Le tribunal administratif de Paris a rendu le 03/02/2021 une première décision "avant-dire droit" dans le cadre du très médiatisé contentieux climatique l’Affaire du siècle. Le 09/02/2021, l’ISJPS conviait à un séminaire(1) deux des avocats de l’affaire, maître Baldon et maître Capdebos. Voici un aperçu du contenu du séminaire et du débat qui l'a suivi.
De la pétition à l'Affaire du siècle
Tout commence par une pétition en ligne. Quatre ONG(2) demandent à l’État de prendre les mesures nécessaires à la réduction des émissions de gaz à effet de serre dans l’atmosphère(3). La pétition recueille près de 2 000 000 de signatures et est suivie d’un courrier adressé par les ONG au ministre de la Transition écologique, qui les reçoit. Faute d'une réponse satisfaisante, les ONG décident de porter l’affaire devant le tribunal administratif de Paris en février 2019. L’Affaire du siècle est née.
Une demande innovante et ambitieuse
La requête exigeait beaucoup du tribunal, à tel point que deux critiques majeures lui étaient adressées.
Certains craignaient au premier chef un "gouvernement de juges" ou du moins que la séparation des pouvoirs ne fût compromise du fait d’une trop grande exigence envers les magistrats.
Par ailleurs, une jurisprudence négative était redoutée concernant notamment la question de l’invocabilité du préjudice écologique devant le juge administratif. Ce précédent aurait pu nuire à de futures affaires.

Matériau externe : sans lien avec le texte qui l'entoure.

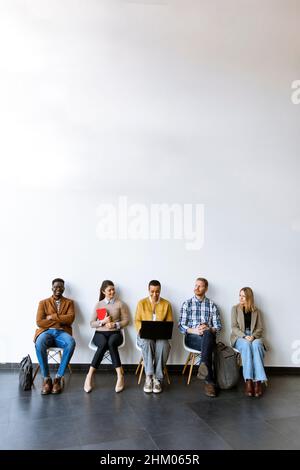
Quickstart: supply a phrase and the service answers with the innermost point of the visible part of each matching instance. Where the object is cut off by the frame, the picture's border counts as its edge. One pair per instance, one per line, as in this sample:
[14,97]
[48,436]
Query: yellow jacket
[163,311]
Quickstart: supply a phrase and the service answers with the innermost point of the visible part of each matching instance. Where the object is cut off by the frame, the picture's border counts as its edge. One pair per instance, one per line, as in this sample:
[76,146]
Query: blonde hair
[250,306]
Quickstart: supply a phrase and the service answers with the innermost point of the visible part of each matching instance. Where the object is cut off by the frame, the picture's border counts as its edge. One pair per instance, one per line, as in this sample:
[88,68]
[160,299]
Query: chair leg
[141,373]
[186,363]
[35,373]
[167,375]
[191,367]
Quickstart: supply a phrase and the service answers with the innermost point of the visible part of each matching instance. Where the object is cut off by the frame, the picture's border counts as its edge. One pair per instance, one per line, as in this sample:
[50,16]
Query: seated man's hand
[203,327]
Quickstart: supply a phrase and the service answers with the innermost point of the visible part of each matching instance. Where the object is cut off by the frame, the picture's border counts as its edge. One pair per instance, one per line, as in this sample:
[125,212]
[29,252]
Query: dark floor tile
[96,401]
[159,417]
[49,433]
[195,437]
[107,426]
[143,441]
[288,427]
[39,407]
[255,434]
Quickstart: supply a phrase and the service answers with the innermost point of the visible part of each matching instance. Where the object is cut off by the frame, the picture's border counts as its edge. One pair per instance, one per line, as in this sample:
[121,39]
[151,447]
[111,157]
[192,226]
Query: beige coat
[238,324]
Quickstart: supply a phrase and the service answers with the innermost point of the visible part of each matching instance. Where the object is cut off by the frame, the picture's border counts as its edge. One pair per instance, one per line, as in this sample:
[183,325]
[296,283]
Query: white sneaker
[148,387]
[156,386]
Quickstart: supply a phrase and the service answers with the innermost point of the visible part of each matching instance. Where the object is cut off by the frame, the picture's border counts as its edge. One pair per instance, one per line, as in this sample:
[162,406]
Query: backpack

Mais aucune de ces deux inquiétudes n’a été confirmée par le jugement du tribunal administratif. D’une part, les juges s’en sont tenus à une stricte interprétation du droit existant. D’autre part, le préjudice écologique a bel et bien été reconnu, ouvrant ainsi une nouvelle étape pour ce préjudice désormais applicable aux dommages climatiques.
Préjudice écologique et carence fautive de l’État
À première vue, le tribunal a fait preuve d’un esprit assez novateur, se prononçant sur l’établissement d’un préjudice écologique lié au changement climatique et sur la faute de l’État pour sa carence(4). Toutefois, même si la décision a été qualifiée d’historique par les ONG demanderesses, elle n’en soulève pas moins quelques interrogations.
Le tribunal ne reconnaît en effet que partiellement la responsabilité de l’État et ne propose pour l’heure pas de réparation pour le préjudice écologique établi. Les juges se prononcent sur la carence et sur la responsabilité de l’État ainsi que sur "le lien de causalité" entre les préjudices cités et l’absence ou l'insuffisance d’action de l’État.
Quelle suite pour l'Affaire du siècle ?
La décision de l’Affaire du siècle, tout comme celle de l’affaire de Grande-Synthe rendue en novembre 2020, est à suivre attentivement. Le tribunal a en effet ordonné, "avant-dire droit", un supplément d’instruction visant à la communication à l’ensemble des parties des observations des ministres compétents. Le jugement n’impose pas encore de mesures d’injonction à l’État, mais la stratégie des associations requérantes semble s’acheminer vers la reconnaissance d’une obligation de moyens, laquelle contraindrait l’État, responsable de la conduite des politiques climatiques dans les trajectoires de l’Accord de Paris, à prendre davantage d’initiatives dans ce sens. La nécessité d'une démarche préventive de la part de l’État semble également à l'ordre du jour afin de ne pas aggraver le préjudice écologique établi.
Ce contentieux contribuera sans doute à ce que les politiques climatiques de la France déplacent leur curseur vers des objectifs et des moyens plus ambitieux.